Bunun kültürler arası birleştirici rol üzerinden kurgulanmış temasının, Türk üretimlerine bakış açısını büyük ölçüde değiştireceğini ve katma değer, markalaşma gibi açmazlarımızın da bu yolla önyargılardan kurtularak aşılabileceğini düşünüyordu. Açıkçası ben de bu tip açılımların Türkiye Malı imajına değer katacağını düşünüyorum.
Nitekim yine defile öncesinde konuşan Moda ve Hazır Giyim Federasyonu Başkanı Hüseyin Öztürk’ün verdiği bilgiyi bu açıdan kıymetli buldum.
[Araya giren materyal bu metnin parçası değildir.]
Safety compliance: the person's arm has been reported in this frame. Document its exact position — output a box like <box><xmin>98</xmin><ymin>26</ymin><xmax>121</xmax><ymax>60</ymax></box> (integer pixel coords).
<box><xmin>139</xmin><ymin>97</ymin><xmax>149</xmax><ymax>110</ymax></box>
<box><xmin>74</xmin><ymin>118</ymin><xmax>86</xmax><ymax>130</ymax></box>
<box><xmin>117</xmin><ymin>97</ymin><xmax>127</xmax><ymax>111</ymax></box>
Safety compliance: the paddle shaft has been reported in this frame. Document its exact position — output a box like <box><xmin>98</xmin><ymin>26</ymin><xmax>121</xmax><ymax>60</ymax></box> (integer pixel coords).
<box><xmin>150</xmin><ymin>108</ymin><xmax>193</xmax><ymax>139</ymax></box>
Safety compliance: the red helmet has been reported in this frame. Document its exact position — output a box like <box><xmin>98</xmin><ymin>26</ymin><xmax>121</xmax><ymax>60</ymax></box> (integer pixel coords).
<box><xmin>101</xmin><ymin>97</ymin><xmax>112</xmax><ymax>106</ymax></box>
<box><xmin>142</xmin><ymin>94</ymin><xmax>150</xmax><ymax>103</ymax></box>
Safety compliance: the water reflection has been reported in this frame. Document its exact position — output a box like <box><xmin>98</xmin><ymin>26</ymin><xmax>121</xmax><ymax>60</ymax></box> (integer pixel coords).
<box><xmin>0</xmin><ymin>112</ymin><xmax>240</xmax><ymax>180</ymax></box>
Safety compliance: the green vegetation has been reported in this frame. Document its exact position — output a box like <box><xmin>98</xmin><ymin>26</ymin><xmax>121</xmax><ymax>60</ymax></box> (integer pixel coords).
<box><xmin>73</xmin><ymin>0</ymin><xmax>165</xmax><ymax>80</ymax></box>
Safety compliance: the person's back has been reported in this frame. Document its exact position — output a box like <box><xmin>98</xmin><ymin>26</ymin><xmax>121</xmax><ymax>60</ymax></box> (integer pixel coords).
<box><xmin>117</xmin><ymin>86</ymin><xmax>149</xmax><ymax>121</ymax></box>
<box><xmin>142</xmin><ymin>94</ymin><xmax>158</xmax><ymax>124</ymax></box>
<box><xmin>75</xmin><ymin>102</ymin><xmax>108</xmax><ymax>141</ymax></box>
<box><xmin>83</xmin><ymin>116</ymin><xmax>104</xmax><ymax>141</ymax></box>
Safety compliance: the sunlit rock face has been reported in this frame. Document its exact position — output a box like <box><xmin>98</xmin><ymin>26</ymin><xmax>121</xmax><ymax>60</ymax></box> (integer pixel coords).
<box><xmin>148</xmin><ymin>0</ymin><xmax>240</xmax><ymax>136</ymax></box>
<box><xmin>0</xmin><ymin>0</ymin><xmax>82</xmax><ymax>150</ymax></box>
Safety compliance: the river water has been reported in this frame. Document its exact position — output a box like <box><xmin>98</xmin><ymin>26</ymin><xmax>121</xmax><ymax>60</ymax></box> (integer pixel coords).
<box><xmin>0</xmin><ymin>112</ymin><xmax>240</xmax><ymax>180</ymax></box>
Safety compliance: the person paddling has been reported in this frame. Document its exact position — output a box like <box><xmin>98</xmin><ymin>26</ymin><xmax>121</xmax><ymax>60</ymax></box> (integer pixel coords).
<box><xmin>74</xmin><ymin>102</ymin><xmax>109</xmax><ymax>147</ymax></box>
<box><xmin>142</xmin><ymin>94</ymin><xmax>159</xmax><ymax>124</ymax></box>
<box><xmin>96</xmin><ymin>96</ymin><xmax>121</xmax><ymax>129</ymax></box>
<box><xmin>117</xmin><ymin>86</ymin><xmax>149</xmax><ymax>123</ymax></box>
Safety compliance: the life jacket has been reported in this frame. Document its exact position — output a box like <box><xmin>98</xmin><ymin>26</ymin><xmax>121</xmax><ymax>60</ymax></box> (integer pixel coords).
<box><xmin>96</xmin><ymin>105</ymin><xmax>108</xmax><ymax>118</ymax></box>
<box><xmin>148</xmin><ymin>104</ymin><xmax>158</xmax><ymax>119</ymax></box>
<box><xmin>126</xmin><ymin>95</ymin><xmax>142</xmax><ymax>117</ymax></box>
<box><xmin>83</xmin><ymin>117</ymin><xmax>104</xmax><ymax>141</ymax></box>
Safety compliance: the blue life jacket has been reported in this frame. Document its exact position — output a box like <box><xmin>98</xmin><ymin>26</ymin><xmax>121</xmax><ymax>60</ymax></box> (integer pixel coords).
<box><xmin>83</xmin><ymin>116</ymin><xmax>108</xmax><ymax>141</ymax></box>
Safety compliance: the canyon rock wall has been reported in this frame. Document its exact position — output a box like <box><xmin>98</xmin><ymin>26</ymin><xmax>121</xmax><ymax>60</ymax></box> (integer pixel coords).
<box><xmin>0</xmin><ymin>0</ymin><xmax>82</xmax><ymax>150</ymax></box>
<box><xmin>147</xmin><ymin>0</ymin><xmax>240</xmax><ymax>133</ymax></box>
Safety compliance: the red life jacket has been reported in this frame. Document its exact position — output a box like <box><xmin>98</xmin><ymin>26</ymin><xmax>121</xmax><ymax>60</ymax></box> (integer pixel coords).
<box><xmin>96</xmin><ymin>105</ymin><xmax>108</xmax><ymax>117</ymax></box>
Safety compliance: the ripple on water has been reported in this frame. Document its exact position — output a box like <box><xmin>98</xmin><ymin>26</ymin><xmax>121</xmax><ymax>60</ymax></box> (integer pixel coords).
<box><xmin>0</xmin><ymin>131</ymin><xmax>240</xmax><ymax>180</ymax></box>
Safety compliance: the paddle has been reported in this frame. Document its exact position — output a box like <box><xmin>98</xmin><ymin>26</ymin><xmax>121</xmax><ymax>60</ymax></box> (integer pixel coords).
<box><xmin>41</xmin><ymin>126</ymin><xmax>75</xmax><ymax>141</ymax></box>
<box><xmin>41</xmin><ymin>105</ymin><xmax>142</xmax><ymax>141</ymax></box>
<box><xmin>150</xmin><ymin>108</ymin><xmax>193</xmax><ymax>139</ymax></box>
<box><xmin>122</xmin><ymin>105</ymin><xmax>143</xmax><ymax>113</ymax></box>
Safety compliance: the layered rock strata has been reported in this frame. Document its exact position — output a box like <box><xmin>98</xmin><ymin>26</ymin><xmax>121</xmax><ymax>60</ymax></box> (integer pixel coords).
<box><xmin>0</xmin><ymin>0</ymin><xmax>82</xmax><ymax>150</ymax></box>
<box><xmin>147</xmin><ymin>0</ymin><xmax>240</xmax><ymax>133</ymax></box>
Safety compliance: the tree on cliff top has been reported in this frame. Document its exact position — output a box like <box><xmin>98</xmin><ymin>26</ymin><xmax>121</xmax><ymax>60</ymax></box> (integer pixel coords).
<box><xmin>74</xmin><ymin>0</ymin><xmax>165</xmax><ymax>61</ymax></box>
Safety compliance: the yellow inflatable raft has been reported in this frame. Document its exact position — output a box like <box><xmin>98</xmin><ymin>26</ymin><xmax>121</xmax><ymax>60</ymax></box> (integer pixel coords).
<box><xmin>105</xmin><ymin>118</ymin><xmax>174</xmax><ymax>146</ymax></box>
Bu yöntemin geliştirilerek sürdürüleceğini söyleyen Öztürk, Mardin ve Diyarbakır’da da benzer bir çalışmayı yürüttüklerini, hatta tasarımların bölgede geliştirildiğini, kısa süre sonra bunların da kamuoyunun dikkatine sunulacağını belirtti.
O kadar kıymetli bir oluşum ki, herkesin destek vermesi ve sahip çıkması gerektiğini düşünüyorum. Çünkü bir ürünün üzerine kültürü koymadan, onu orijinal hikayesiyle bütünleştirmeden, o ülkeye ait değerleri üzerine sindirmeden değerli kılmanız mümkün değil.
Hazır giyim bu konuda ürün bakımından, sunumunu da dikkate alırsanız avantajlı bir sektör. Ama bence her sektör kendi adına bu açılımları yapıp, tarihi, kültürü, üretimle, tasarımla bütünleştirip katma değere ulaşırken, marka yolculuğunu sağlıklı bir hale dönüştürebilir.
Aksi takdirde sadece yurtdışındaki trendleri, tasarımları ve ürünleri takip eden, hiçbir zaman marka olamayan, katma değeri yakalayamayan ve başkalarına çalışan bir ülke olmaktan kurtulamayız.